Many popular European Union destinations will require UK visitors to have been vaccinated, received a recent negative test or have coronavirus antibodies.
Sharon Ehrlich Bershadsky, head of the Israeli government’s London tourist office, said the Middle Eastern country is “definitely ready and wants British tourists to visit”.
It will initially reopen its borders to groups of foreign tourists who have had both doses of a coronavirus vaccine from May 23.
Visitors will be required to take a serological test on arrival to prove their vaccination status, but Ms Bershadsky said this could be dropped for UK holidaymakers.
She said: “We will eliminate this test in the future, hopefully, by a bilateral agreement between countries.
“So for example, if Israel and the UK will have this agreement, the British tourists that come to Israel will not need this antibody test.
“I’m really, really hoping with the impressive advanced case of the vaccination here in the UK, we will get this agreement as soon as possible.”
Professor Adam Finn, a member of the Government’s Joint Committee on Vaccination and Immunisation, said unregulated international travel “can be very dangerous indeed” but there are steps which can minimise the risk.
He told Sky News: “We certainly got our hands very comprehensively burned in March 2020 when very large numbers of people returned from holidays in Europe with the virus and set the pandemic going in the UK at a very fast rate.
“So, we’ve learned our lesson that international travel in an unregulated way can be very dangerous indeed.
“I think while travel is inevitably going to start happening, we really do need to do everything we can to minimise the risks associated with that: think about the places where people are going to travel; to make sure that people have been immunised before they travel; and if necessary, implement quarantine and control measures to stop the virus being imported and spreading about.”

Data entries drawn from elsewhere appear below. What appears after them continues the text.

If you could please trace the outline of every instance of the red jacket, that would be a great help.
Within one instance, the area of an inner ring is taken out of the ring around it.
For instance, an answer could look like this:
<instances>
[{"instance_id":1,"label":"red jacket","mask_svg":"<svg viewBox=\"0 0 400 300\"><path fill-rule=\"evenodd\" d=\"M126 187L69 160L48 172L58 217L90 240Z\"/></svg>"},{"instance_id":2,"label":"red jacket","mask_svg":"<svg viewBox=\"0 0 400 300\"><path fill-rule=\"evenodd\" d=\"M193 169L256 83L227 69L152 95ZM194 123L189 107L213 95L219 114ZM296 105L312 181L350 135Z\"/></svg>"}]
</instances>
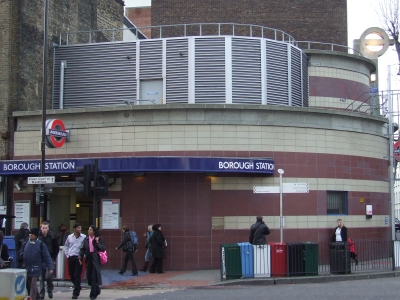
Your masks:
<instances>
[{"instance_id":1,"label":"red jacket","mask_svg":"<svg viewBox=\"0 0 400 300\"><path fill-rule=\"evenodd\" d=\"M356 247L354 246L354 241L351 238L347 238L347 248L350 250L350 252L356 252Z\"/></svg>"}]
</instances>

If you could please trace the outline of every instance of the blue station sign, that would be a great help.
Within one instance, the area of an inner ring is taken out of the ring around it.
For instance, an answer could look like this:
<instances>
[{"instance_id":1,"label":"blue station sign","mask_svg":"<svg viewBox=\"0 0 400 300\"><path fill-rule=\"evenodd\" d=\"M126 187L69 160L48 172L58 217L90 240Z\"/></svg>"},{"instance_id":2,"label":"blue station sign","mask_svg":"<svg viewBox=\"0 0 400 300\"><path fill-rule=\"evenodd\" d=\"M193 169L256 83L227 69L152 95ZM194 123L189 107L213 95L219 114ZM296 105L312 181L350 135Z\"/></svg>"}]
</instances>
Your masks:
<instances>
[{"instance_id":1,"label":"blue station sign","mask_svg":"<svg viewBox=\"0 0 400 300\"><path fill-rule=\"evenodd\" d=\"M47 159L46 174L75 173L93 159ZM205 172L274 174L273 159L229 157L119 157L98 158L103 172ZM40 160L0 161L0 175L40 174Z\"/></svg>"}]
</instances>

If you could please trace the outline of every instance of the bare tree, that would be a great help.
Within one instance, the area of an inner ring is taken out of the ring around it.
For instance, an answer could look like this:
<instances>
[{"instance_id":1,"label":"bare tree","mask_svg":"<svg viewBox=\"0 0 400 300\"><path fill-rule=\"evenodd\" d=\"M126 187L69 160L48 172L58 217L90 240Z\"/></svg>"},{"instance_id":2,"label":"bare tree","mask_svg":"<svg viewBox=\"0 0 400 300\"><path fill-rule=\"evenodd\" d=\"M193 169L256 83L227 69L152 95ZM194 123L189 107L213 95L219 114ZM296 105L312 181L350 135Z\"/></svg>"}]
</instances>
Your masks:
<instances>
[{"instance_id":1,"label":"bare tree","mask_svg":"<svg viewBox=\"0 0 400 300\"><path fill-rule=\"evenodd\" d=\"M394 40L394 46L399 61L398 75L400 75L399 2L399 0L381 0L379 2L380 11L377 12L383 29Z\"/></svg>"}]
</instances>

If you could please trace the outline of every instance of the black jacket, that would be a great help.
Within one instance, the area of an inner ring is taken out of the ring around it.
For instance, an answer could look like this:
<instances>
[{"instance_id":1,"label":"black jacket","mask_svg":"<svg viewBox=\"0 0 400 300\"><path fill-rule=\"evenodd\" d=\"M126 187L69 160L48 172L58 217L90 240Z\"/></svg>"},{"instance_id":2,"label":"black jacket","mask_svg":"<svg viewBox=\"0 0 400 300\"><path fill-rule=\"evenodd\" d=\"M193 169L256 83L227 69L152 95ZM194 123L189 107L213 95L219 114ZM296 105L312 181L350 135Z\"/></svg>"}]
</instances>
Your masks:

The Government is expected to announce on Friday that the ban on overseas leisure travel for people in England will be lifted on May 17.
It will publish the lists it will use as part of the new risk-based traffic light system, with different rules for returning travellers from green, amber and red destinations.
People arriving from a green location will not have quarantine, while those returning from somewhere on the amber list must self-isolate for at least five days.
The red list requires a 10-night stay in a quarantine hotel.
The green list could include destinations such as Portugal, Gibraltar, Israel and Malta.
Assessments will be based on a range of factors, including the proportion of a country’s population that has been vaccinated, rates of infection, emerging new variants, and the country’s access to reliable scientific data and genomic sequencing.